Je me plongeais dans mes livres, secouais le visage à chaque fois qu'elle réapparaissait dans mes pensées. Et reprenais ma lecture. Je me mis à fond dans le travail, pour la première fois. Et je m'isolais de plus en plus. Peu importe, tant que j'oubliais que Pandore pouvait me détester à ce point. Les professeurs peut-être s'inquiétaient. Ce n'était pas habituel de me voir assise au fond, ne pas parler de l'heure. Pandore non plus ne parlait plus.
Je me demandais si elle travaillait beaucoup aussi, je me demandais à quoi elle pensait. Je n'avais jamais eu l'envie si forte d'apprendre à la connaître, savoir ce qu'elle faisait dans les instants les plus insignifiants de sa vie, savoir ce qui lui traversait l'esprit. Je me demandais si le soir elle levait les yeux vers les étoiles, observait la Lune ou si elle regardait droit devant elle. J'étais du genre à regarder droit devant moi avant, mais il fallait croire que j'avais changé. J'avais désormais envie d'admirer la Lune. Comment avions-nous pu dériver autant ? Pourquoi en mal ? Comment ai-je pu laisser notre relation se dégrader ainsi ?

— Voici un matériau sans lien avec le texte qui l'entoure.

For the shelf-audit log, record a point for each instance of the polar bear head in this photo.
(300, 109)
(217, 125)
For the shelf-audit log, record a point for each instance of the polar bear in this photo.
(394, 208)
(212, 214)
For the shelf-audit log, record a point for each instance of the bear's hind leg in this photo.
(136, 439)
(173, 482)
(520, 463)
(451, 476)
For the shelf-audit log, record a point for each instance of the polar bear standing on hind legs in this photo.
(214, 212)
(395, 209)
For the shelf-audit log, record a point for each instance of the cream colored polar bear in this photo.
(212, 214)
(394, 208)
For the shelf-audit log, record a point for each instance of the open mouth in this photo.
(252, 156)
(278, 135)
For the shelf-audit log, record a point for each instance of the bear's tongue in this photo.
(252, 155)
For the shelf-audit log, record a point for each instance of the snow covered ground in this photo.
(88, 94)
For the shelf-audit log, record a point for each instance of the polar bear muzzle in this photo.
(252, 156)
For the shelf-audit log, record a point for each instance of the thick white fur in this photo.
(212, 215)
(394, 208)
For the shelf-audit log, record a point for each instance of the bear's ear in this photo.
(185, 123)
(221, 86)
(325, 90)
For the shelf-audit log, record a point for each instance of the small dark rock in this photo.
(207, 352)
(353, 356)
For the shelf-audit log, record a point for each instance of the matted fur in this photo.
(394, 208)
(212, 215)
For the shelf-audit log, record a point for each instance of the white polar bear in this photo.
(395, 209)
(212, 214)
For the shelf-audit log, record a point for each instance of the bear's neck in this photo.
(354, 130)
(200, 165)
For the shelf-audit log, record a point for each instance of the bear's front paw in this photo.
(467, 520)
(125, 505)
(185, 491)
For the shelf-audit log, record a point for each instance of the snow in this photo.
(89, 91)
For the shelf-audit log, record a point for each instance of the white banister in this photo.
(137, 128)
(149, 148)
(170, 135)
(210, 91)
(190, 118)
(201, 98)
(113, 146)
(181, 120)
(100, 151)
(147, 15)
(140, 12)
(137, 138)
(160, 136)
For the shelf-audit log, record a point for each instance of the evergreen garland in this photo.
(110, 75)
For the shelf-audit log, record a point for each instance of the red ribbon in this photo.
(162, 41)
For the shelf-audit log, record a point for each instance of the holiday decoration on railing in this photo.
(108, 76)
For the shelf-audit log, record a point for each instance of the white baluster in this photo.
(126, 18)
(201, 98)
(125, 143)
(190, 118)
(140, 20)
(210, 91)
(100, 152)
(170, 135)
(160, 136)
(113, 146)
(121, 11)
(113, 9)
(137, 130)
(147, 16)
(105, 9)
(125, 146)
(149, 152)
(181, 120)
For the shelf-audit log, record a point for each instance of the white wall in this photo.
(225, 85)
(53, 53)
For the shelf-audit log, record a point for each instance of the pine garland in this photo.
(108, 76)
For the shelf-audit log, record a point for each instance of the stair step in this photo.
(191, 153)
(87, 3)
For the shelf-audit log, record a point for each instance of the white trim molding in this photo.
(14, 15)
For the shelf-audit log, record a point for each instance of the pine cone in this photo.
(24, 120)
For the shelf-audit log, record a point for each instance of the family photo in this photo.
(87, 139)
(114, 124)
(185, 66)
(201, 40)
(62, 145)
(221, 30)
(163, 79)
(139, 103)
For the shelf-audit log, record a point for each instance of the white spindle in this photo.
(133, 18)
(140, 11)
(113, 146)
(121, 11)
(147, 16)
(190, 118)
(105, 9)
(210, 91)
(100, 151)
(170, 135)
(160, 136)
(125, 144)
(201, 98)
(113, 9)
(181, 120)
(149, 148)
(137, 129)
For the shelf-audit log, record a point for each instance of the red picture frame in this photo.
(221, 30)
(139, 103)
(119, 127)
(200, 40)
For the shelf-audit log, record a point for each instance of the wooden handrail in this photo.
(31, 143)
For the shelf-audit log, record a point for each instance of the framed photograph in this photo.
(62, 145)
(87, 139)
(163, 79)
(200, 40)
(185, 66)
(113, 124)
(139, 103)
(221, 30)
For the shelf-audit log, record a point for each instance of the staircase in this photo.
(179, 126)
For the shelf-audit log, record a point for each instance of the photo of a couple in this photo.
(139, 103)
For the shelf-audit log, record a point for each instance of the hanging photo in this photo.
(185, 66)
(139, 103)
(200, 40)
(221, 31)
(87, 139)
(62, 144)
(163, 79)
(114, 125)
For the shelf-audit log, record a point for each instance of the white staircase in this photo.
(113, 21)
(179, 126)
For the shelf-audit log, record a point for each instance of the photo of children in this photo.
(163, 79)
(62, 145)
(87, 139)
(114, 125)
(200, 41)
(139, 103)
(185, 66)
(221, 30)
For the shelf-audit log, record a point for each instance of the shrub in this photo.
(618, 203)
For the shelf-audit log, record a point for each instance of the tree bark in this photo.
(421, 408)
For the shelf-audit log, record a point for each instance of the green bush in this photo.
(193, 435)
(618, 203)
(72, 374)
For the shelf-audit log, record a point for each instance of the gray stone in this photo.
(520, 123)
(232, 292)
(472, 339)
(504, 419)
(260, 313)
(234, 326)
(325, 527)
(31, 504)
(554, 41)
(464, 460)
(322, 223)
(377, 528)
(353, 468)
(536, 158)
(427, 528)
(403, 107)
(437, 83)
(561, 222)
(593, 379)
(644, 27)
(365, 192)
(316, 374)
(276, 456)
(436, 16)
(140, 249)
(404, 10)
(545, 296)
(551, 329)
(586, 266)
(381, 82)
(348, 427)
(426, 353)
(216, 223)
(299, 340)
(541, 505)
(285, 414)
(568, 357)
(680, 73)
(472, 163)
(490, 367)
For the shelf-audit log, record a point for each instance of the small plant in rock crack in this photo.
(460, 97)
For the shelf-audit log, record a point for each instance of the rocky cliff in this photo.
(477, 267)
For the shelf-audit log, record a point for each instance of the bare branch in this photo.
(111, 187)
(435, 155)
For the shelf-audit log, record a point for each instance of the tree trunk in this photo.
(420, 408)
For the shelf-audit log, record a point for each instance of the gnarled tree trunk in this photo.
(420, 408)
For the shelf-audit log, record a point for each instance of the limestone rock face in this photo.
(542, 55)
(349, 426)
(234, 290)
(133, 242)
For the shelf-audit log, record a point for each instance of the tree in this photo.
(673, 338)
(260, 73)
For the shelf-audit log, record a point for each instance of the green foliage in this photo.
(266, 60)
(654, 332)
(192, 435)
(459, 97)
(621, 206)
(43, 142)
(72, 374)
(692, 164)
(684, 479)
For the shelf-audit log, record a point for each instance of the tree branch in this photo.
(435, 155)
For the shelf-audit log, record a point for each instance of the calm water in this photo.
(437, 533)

Chaque fois que j'essayais de me reconcentrer sur moi je pensais à elle, c'était impossible de m'en débarrasser, j'étais vouée à être hantée par son souvenir... Peut-être que j'avais juste besoin de temps. Non, j'avais besoin de parler à Orion, j'avais besoin qu'il me dise quoi faire selon les pensées de Pandore. A la fin d'un cours, je l'attendis dans le couloir, et quand il me vit, il fronça les sourcils, sceptique.

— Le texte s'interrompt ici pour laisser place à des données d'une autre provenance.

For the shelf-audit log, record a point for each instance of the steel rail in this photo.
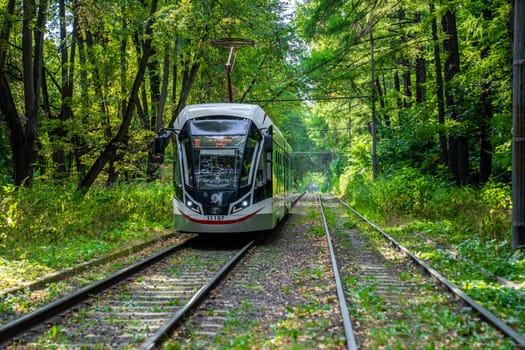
(155, 339)
(485, 314)
(25, 323)
(347, 323)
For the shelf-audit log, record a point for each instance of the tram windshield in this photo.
(218, 150)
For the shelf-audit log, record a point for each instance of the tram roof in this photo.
(248, 111)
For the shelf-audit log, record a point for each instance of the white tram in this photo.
(232, 170)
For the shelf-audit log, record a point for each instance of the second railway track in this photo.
(392, 304)
(145, 304)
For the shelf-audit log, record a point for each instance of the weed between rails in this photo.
(389, 318)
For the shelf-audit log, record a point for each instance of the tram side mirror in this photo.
(161, 142)
(268, 141)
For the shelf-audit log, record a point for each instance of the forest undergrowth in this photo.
(464, 232)
(50, 227)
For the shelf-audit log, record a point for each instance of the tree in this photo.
(112, 147)
(23, 124)
(518, 109)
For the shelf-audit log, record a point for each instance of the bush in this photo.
(407, 194)
(33, 220)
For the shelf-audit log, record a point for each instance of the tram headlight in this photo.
(241, 205)
(193, 206)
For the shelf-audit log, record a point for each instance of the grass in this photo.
(47, 227)
(438, 221)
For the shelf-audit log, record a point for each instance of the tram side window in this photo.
(248, 162)
(187, 163)
(177, 169)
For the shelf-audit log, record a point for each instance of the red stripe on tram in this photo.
(220, 222)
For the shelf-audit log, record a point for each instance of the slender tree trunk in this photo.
(155, 160)
(112, 146)
(439, 90)
(458, 148)
(66, 92)
(23, 129)
(518, 137)
(485, 156)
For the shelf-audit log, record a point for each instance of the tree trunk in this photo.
(439, 90)
(23, 129)
(518, 137)
(485, 156)
(66, 93)
(113, 145)
(458, 151)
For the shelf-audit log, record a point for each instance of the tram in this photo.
(232, 170)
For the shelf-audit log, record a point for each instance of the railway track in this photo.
(133, 308)
(385, 284)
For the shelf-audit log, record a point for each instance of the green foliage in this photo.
(55, 227)
(407, 194)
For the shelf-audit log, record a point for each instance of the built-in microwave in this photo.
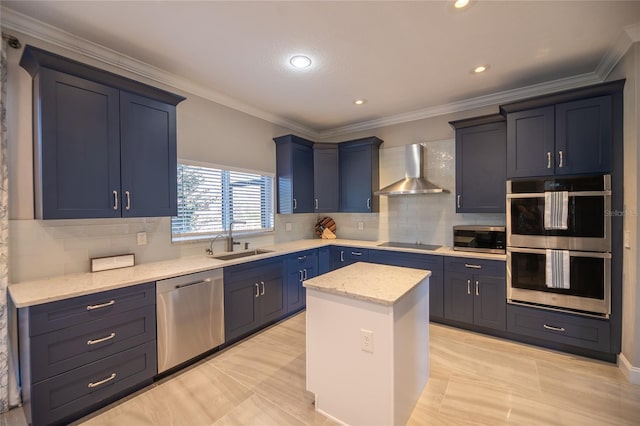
(584, 286)
(572, 213)
(479, 238)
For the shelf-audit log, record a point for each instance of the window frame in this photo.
(267, 204)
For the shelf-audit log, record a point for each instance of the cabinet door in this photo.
(358, 168)
(76, 148)
(530, 143)
(583, 136)
(149, 164)
(490, 302)
(326, 184)
(481, 163)
(241, 306)
(458, 299)
(272, 295)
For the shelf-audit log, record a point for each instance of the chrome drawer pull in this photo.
(102, 382)
(103, 339)
(102, 305)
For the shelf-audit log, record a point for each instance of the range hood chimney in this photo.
(414, 182)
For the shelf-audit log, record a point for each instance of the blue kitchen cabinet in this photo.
(80, 354)
(481, 162)
(343, 256)
(325, 179)
(564, 134)
(358, 169)
(104, 145)
(475, 292)
(300, 266)
(254, 296)
(294, 174)
(418, 261)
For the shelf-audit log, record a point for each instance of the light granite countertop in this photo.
(381, 284)
(29, 293)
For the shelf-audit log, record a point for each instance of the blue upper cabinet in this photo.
(325, 179)
(568, 133)
(104, 145)
(294, 174)
(481, 162)
(359, 175)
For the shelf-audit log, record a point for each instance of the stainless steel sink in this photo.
(240, 254)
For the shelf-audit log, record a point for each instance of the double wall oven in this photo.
(559, 243)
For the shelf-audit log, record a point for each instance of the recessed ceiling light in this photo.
(300, 61)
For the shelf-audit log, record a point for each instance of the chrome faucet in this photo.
(230, 242)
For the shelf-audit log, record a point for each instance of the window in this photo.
(209, 198)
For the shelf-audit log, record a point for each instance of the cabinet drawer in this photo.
(75, 391)
(78, 310)
(495, 268)
(63, 350)
(574, 330)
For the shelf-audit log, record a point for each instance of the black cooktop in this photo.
(410, 245)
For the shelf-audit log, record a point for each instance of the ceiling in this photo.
(408, 60)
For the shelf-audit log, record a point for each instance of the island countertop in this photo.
(381, 284)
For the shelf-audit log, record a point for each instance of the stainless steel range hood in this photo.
(414, 182)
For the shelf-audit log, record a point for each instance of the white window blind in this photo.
(209, 198)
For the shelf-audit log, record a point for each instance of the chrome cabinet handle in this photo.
(550, 327)
(101, 305)
(102, 339)
(102, 382)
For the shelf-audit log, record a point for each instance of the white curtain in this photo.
(9, 394)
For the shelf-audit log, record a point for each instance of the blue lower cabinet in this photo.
(254, 295)
(418, 261)
(475, 292)
(300, 266)
(79, 354)
(343, 256)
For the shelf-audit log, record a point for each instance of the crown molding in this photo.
(47, 33)
(39, 30)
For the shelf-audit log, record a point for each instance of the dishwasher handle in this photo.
(206, 280)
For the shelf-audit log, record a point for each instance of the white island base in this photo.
(352, 385)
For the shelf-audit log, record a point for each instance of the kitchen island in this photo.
(368, 342)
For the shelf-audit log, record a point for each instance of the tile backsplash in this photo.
(40, 249)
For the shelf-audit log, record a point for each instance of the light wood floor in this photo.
(474, 380)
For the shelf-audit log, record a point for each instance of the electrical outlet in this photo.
(142, 238)
(366, 340)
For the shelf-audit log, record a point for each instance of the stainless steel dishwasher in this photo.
(190, 316)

— J'ai besoin qu'on parle, déclarai-je.
— Oulah !
Je fis une moue, et lui proposai de porter son sac, et d'aller dans une salle où il n'y aurait personne.
— Allez, s'il te plaît, j'ai besoin de toi.
— D'accord, mais allons dehors.
— Il fait froid...
Il prétendit s'en aller, ou peut-être le faisait-il vraiment, alors je levai les yeux au ciel, me fis violence pour affronter la fraicheur, et acquiesçai rapidement avant de le suivre :
— Ok, dehors si tu veux.
Orion me jeta son sac dans les mains, et je fus surprise de sa lourdeur. Je le suivis alors dans la cour. Il s'arrêta contre une arche et s'y adossa les bras croisés. Dehors un brouillard épais tombait sur les bâtiments de l'école, la nuit était tombée, et de la fumée se créait de notre respiration. Les cheveux noirs d'Orion venaient s'éparpiller sur son visage, mais il ne fit rien pour les décaler. Je posai son sac au sol et lui demandai en papillonnant :
— Est-ce que tu peux lire dans les pensées de Pandore pour moi ? S'il te plaît !
— Tu es folle ? Non.
— Sérieusement ? J'en ai besoin.
— Et pourquoi ? Pour mieux la manipuler encore ?
Je fronçai les sourcils et mimait la surprise. Je comprenais qu'il pense cela si elle lui avait parlé de son point de vue, mais il ne connaissait pas la vraie histoire. Il fallait qu'il sache la vérité et en soit persuadé, alors il accepterait de m'aider.
— Lis dans mes pensées, je lui veux que du bien.
— Non, même dans ta tête tu peux me mentir.
Il ne me croyait pas, lui non plus, et je ne pouvais rien faire.
— C'est une blague, pourquoi personne me croit ici ! m'écriai-je.
— Peut-être parce que t'es une menteuse, manipulatrice ? demande-t-il en décalant sa tête pour ne pas se prendre mon souffle au visage.
Je l'ignorai, donnai un coup de pied dans son sac et parti, en disant :
— De rien en tout cas, hein, de t'avoir aidé à retrouver ton ami.e Xan !
— Merci, c'était très gentil.
Je les détestais tous. Je repartis en colère, j'étais dans une impasse, je ne pouvais rien faire pour retrouver Pandore... J'avais envie de hurler, de mettre le feu aux arbres dénudés, de faire n'importe quoi qui m'aiderait à exprimer ma colère. Je demandais juste une solution, j'avais besoin de régler ce problème avec Pandore.